The scenes Maria Rengane embroiders on simple black cloth are alive with the comings and goings of life and the rich scenes of human interaction in the small market village of Soshanguve, South Africa, where she lives.
The village is near the town of Winterveld, which sits midway between the Blyde River Canyon and the southern Kruger National Park. It is an area noted for its local crafts people plying their trade.
Maria is from the Tsonga tribe and has always lived in a place where people from a variety of tribes have managed to live in peace side-by-side. While she learned embroidery from her mother, who learned it from her mother, Maria now works in the MAPULA (Mother of Rain) Embroidery Project, a community art venture aimed at generating income for economically disadvantaged women.
MAPULA prides itself on providing a rare look of both social and political visual history shown in the embroidered scenes, which often include a woman’s personal experiences.
"All the pieces show cultural and daily activities," Maria said. "We use black fabric and different colors of cotton and needles. I work with ten ladies, each of whom works on her own design. It takes from five to ten days to finish one piece, depending on the size and detail."
Maria explained that the embroidered cloth comes in various sizes, which are used in wall hangings, cushions and bags. She has been practicing embroidery since 1989, and now teaches other women in her community to use embroidery as a vehicle to work their way out of poverty as well as a way to speak of their public histories.
"The embroidery art form has mushroomed in the north and northwestern parts of South Africa," Maria said. "The art has emanated from the indigenous embroidered technique that women used years ago to decorate their own fabric used in their daily lives as well as in special cultural events."

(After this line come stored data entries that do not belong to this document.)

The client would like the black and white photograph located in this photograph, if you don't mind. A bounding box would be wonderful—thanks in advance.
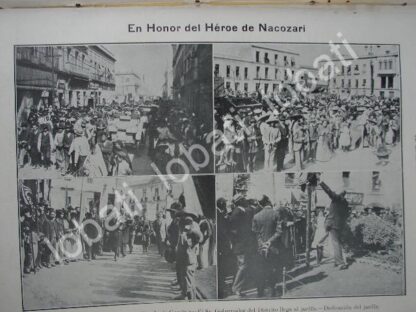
[18,175,217,310]
[16,44,214,179]
[214,44,401,173]
[216,171,404,299]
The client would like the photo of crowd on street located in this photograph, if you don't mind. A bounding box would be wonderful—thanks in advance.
[19,175,216,310]
[214,44,401,173]
[216,171,404,299]
[16,44,213,179]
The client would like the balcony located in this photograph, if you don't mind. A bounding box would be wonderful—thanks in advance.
[64,62,90,78]
[16,48,59,70]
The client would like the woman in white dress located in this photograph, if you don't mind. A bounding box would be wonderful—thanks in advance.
[84,139,108,177]
[339,120,351,151]
[316,120,333,162]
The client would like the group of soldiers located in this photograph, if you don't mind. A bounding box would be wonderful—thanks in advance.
[19,199,162,275]
[215,94,401,173]
[20,193,216,301]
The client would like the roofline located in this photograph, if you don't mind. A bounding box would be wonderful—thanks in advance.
[115,72,141,79]
[318,53,399,63]
[89,45,117,62]
[251,45,300,56]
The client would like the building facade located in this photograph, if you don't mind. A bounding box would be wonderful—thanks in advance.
[214,44,300,96]
[115,72,141,104]
[172,44,213,129]
[325,46,400,98]
[16,45,116,121]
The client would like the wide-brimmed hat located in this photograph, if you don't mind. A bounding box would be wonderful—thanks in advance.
[257,111,271,121]
[266,115,279,124]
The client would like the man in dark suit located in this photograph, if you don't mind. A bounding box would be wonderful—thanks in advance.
[320,180,349,270]
[228,194,255,297]
[175,215,202,300]
[252,195,282,297]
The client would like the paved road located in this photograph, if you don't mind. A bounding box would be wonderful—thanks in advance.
[22,246,181,310]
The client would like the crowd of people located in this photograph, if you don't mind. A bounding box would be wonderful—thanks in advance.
[17,94,214,177]
[20,197,216,301]
[215,93,401,173]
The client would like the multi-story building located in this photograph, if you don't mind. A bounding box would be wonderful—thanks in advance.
[16,45,116,121]
[172,44,212,129]
[115,72,141,104]
[325,45,400,98]
[214,44,300,96]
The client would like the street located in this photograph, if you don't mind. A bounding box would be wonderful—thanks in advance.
[224,257,403,300]
[22,245,214,310]
[18,141,155,179]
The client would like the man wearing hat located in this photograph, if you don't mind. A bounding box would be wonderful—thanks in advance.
[320,179,349,270]
[292,119,305,171]
[175,210,203,300]
[37,125,54,170]
[267,115,281,171]
[275,115,289,172]
[54,122,65,172]
[259,112,271,170]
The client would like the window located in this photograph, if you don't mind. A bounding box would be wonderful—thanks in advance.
[244,83,248,92]
[372,172,381,192]
[342,172,350,188]
[214,64,219,77]
[384,60,388,69]
[333,78,337,85]
[362,79,367,87]
[389,60,393,70]
[347,65,351,75]
[264,52,269,64]
[274,54,278,64]
[256,51,260,62]
[291,57,296,67]
[354,64,359,72]
[275,68,278,80]
[284,55,288,66]
[256,66,260,78]
[362,63,367,74]
[348,79,351,88]
[265,67,269,79]
[225,81,231,89]
[244,67,248,79]
[341,65,344,75]
[264,83,269,94]
[226,65,230,78]
[388,76,393,88]
[355,79,359,88]
[273,83,278,91]
[255,83,260,90]
[67,48,71,62]
[379,61,382,70]
[236,66,240,78]
[235,82,240,90]
[381,76,386,89]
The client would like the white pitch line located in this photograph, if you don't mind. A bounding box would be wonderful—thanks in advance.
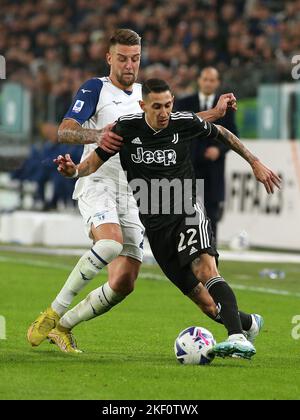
[1,256,300,299]
[138,272,300,298]
[230,284,300,298]
[1,245,300,264]
[220,250,300,264]
[0,256,74,272]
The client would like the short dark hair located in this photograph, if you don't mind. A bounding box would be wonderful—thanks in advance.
[109,29,141,48]
[142,79,171,98]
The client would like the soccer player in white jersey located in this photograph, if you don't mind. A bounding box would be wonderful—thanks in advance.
[27,29,241,353]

Maria explained that the women would design their own fabrics according to what inspired them throughout their lives, and because they could not afford fine, expensive tablecloths and wall hangings, they used a plain cloth and decorated it themselves.
When the MAPULA project was begun in 1991, Maria said she joined because not only was embroidery something she knew how to do, but now she had an opportunity to help teach others as well as learn new techniques from other women at the same time.
“It was interesting to see our daily lives depicted on these cloths,” she said. “In Africa, our lives are inspired on a daily basis. You can tell our how are lives are going by what you see in our work. Through our work, we can explain the mood we are in, whether we’re happy or sad. We unite together through this fabric and that helps us to tell others who we are.”